Al primer golpe de remo, se rompieron las ampollas más recientes de las manos de Eremon, que tuvo que apretar los dientes a causa del dolor. Luego, en cuanto el barco comenzó a deslizarse sobre las olas, sintió un cosquilleo en la nuca. Giró la cabeza para mirar la embarcación que les precedía y vio una proa blanca en forma de cisne y, junto a ella, una figura envuelta en un manto azul. No tardaron en abandonar el abrigo de las rocas y salir a mar abierto, donde las olas golpearon la proa de su propio barco en medio de una creciente brisa y una cascada de agua helada resbaló sobre sus manos.
A su lado, Conaire soltó una carcajada.
—¿Sabes? Creo que podría acostumbrarme a esto.
Desde la inesperada llegada de los
gael,
Linnet estaba taciturna. Rhiann había hablado con ella en la playa, pero parecía desganada, con la cabeza en otra parte. De modo que, cuando zarparon, Rhiann se sentó junto a la proa en forma de cisne de su barco y se sumió en sus propios pensamientos.
Con la vista clavada en el agua, se preguntó una vez más cómo era posible que, con todo lo que estaba ocurriendo a su alrededor, Linnet pudiera haberse
emocionado.
A Rhiann, los extranjeros únicamente le inspiraban miedo —todavía podía recordar el enorme temblor que se había apoderado de sus extremidades—. Y luego aquel bruto embustero que había estado a punto de tocarla. Se estremecía sólo de pensarlo, pese a la calidez del Sol en su cara, y se obligó a sentarse algo más erguida.

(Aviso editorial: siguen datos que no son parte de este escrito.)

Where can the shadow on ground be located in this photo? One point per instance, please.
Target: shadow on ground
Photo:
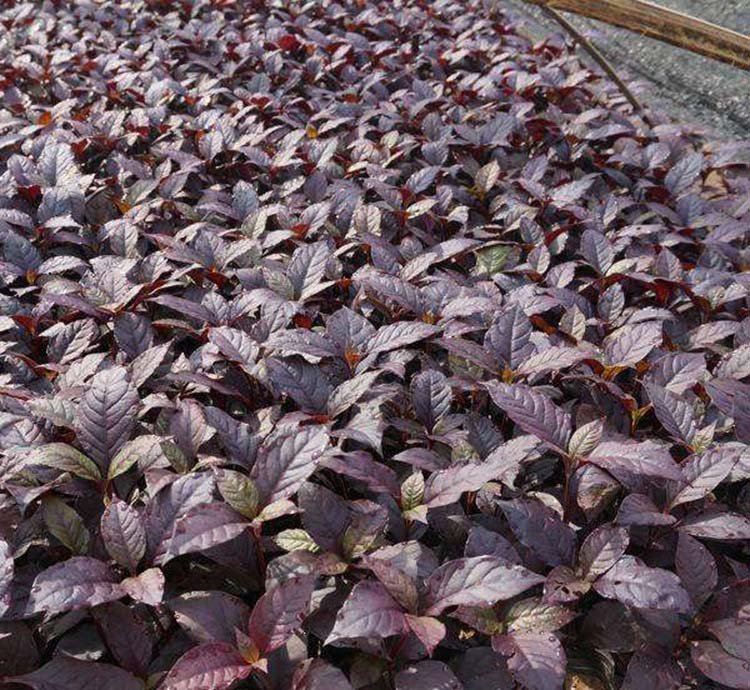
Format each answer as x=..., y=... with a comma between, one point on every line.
x=689, y=87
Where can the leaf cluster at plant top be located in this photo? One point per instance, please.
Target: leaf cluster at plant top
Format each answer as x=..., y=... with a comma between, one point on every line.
x=361, y=345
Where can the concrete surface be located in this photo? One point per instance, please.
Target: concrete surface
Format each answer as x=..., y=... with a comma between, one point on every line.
x=689, y=87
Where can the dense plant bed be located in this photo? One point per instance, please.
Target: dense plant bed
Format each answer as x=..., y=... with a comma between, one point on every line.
x=361, y=345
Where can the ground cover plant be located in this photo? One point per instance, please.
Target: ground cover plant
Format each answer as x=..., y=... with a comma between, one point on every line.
x=361, y=345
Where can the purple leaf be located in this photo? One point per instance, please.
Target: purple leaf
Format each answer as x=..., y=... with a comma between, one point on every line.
x=427, y=675
x=123, y=534
x=696, y=568
x=630, y=344
x=536, y=660
x=508, y=340
x=645, y=458
x=212, y=666
x=602, y=549
x=71, y=674
x=76, y=583
x=279, y=612
x=127, y=636
x=540, y=529
x=719, y=666
x=734, y=636
x=534, y=412
x=203, y=527
x=284, y=465
x=210, y=616
x=106, y=414
x=478, y=581
x=369, y=611
x=638, y=585
x=703, y=473
x=431, y=396
x=675, y=415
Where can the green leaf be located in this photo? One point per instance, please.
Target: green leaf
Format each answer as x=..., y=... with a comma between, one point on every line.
x=239, y=491
x=65, y=524
x=492, y=259
x=412, y=492
x=296, y=540
x=63, y=457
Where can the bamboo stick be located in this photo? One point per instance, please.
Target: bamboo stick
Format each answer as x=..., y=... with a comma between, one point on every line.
x=666, y=25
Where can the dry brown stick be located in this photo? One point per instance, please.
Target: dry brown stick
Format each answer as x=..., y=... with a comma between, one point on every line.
x=666, y=25
x=600, y=60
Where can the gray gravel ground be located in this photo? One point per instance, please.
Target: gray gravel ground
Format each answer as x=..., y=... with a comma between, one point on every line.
x=689, y=87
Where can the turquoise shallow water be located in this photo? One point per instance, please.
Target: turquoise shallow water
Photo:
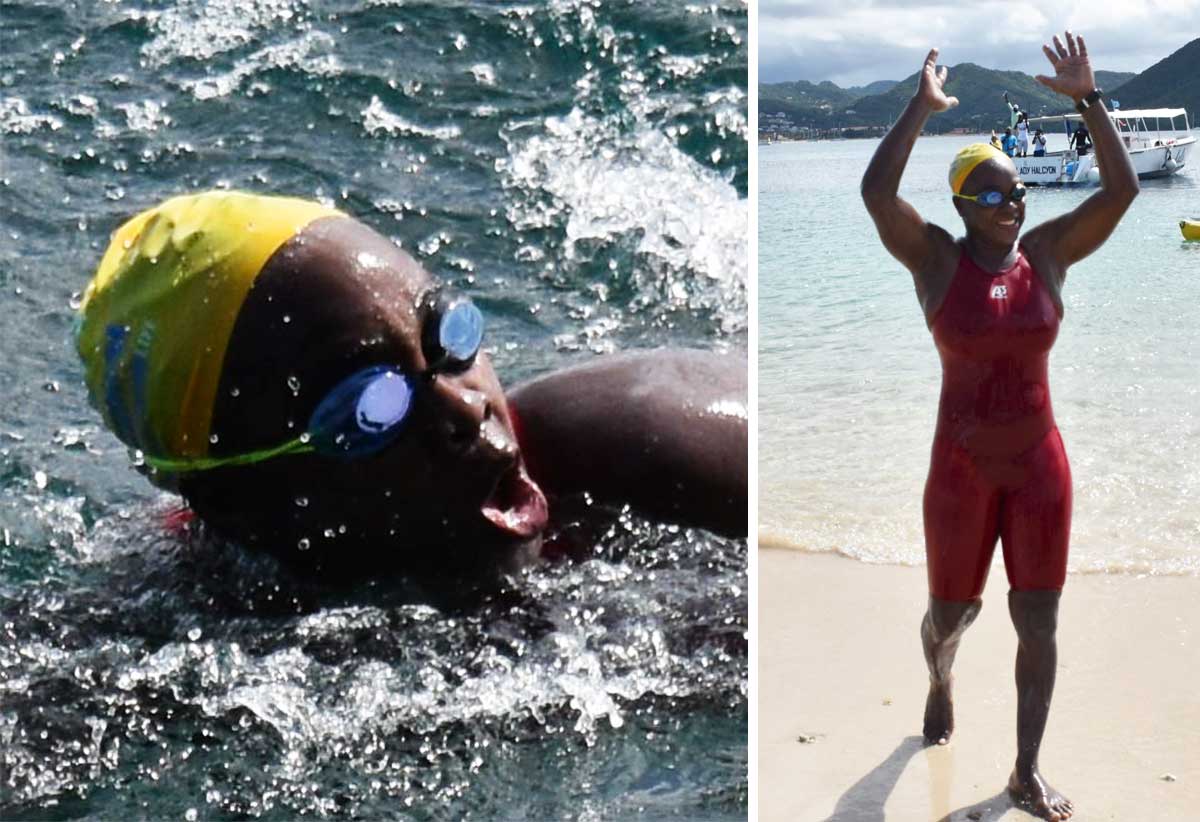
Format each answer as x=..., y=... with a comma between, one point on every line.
x=580, y=168
x=849, y=376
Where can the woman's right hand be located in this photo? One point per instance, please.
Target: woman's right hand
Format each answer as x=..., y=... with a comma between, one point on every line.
x=931, y=88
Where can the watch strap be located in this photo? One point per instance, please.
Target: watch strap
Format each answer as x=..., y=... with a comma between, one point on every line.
x=1089, y=100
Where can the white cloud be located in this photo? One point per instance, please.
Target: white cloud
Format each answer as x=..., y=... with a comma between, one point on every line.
x=853, y=42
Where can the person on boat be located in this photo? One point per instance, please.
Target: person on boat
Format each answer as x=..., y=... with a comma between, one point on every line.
x=310, y=389
x=1023, y=136
x=1009, y=143
x=1039, y=144
x=1014, y=112
x=993, y=301
x=1081, y=139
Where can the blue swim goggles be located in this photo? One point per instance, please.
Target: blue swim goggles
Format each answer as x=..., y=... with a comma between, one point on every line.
x=991, y=198
x=366, y=412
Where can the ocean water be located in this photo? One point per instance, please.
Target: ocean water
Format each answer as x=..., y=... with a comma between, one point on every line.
x=580, y=168
x=850, y=378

Estaba deseando salir a mar abierto, porque el mar siempre la tranquilizaba. Cuando las aguas cristalinas dieron paso a otras de un azul muy intenso, casi negro, manchadas de algas aquí y allá, Rhiann aspiró profundamente el aire salado y lo fue dejando escapar muy lentamente. Cada vez se sentía menos capaz de mantener el dominio de sí misma al que estaba obligada en público. Sólo deseaba estar en su choza, donde podía meterse en la cama y ahuyentar los pensamientos que la acosaban.
Un chillido descendió desde el cielo sobre las embarcaciones. Rhiann levantó la vista y vio a un ave zancuda, que volaba, lentamente, hacia los pantanos que rodeaban Dunadd. Fue un graznido lúgubre, solitario, y Rhiann trató de perderse en él, de que su espíritu remontase el vuelo y se uniese al pájaro. Durante un momento, estuvo a punto de lograrlo y comenzó a alejarse de su cuerpo y sus heridas…
A continuación se dio cuenta de que, en realidad, su mente seguía firmemente anclada en su cráneo y de que sus ojos no se apartaban del barco que avanzaba justo a continuación del suyo, el que llevaba a los hombres de Erín. Estaba lo suficientemente cerca de él para ver los brillos cobrizos del cabello oscuro del jefe, en el que se reflejaba el Sol de la mañana. Y, una vez más, recordó el pavor que se había apoderado de ella cuando había hecho ademán de tocarla.
Un guerrero que mentía. Un asesino de niños, un violador, como todos los demás.
De pronto, vio que el hombre giraba la cabeza y miraba en su dirección, como si la hubiera oído. ¡Imposible!
Frunció el ceño y miró hacia otra parte, hacia la lejanía, donde se divisaba la bruma azul de los montes de tierra firme y el Sol, que entraba en la ancha hendidura que daba paso a la llanura de Dunadd. Cuando giró de nuevo la cabeza, el extranjero no era más que una mancha borrosa de color verde y bronce titilante que se balanceaba sobre las aguas.